VanDerBeek's work is in the permanent collections of the Whitney Museum of American Art,[10] the Museum of Contemporary Art in Los Angeles,[11] the Brooklyn Museum,[12] and the Cornell Fine Arts Museum in Winter Park, FL.[13]

References

  1. "Sara VanDerBeek - Artist's Profile". The Saatchi Gallery. Retrieved 2014-02-05.
  2. Carol Kino (September 14, 2010), Putting Memories to New Use New York Times.
  3. 3.0 3.1 3.2 http://www.nytimes.com/2010/09/19/arts/design/19kino.html?_r=0
  4. Smith, Roberta (February 6, 2009). "A Gallery Goes Out in a Burst of Energy". The New York Times. Retrieved 2014-02-05.
  5. Roberta Smith (May 16, 2013), Art in Review; Michele Abeles: ‘English for Secretaries’ New York Times.
  6. "New Photography 2009". MoMA. Retrieved 2014-02-05.
  7. Roffino, Sara. "25 Questions for Photographic Assemblage Interpreter Sara VanDerBeek". Blouin Artinfo. Retrieved 2014-02-05.

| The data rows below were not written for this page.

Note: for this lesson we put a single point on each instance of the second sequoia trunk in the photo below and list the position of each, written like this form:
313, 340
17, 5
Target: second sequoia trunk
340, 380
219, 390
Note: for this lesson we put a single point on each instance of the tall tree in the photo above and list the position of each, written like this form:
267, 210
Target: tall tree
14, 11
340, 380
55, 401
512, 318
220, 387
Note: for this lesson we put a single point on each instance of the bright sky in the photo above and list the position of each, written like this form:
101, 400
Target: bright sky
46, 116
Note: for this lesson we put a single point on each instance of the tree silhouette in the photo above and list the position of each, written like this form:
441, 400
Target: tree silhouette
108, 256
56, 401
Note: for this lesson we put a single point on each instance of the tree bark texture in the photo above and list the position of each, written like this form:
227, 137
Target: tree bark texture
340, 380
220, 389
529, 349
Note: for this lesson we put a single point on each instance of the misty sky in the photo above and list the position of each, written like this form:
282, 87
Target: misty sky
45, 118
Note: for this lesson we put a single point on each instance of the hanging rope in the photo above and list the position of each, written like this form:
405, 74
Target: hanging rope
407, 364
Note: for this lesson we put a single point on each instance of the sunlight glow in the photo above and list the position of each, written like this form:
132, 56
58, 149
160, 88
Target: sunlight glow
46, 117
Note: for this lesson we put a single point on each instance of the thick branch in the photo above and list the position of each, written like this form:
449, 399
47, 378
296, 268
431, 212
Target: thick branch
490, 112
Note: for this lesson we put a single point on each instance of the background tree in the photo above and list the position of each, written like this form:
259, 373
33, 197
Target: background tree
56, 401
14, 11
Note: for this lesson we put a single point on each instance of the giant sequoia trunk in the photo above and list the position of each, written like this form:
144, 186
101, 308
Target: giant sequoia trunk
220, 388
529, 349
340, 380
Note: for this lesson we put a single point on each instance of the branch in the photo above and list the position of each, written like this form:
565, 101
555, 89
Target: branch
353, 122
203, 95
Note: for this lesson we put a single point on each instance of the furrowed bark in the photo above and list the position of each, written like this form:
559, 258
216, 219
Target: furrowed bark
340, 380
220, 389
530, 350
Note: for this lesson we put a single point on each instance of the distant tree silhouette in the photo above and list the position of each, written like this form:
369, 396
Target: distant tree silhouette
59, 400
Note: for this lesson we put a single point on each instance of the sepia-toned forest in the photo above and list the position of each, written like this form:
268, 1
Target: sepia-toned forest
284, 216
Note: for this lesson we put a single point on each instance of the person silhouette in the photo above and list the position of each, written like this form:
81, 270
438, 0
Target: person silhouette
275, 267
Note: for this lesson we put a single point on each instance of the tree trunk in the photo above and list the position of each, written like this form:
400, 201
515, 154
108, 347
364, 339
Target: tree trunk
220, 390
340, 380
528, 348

  8. "Interview with Sara VanDerBeek". Aperture Foundation NY. 2013-05-06. Retrieved 2014-02-05.
  9. "Sara VanDerBeek - Artists". Metro Pictures. 2013-06-08. Retrieved 2014-02-05.
  10. "Sara VanDerBeek". Whitney Museum of American Art. Retrieved 2014-02-05.
  11. "Sara VanDerBeek". MOCA. Retrieved 2014-02-05.
  12. "Sara VanDerBeek". Brooklyn Museum. Retrieved 2014-02-05.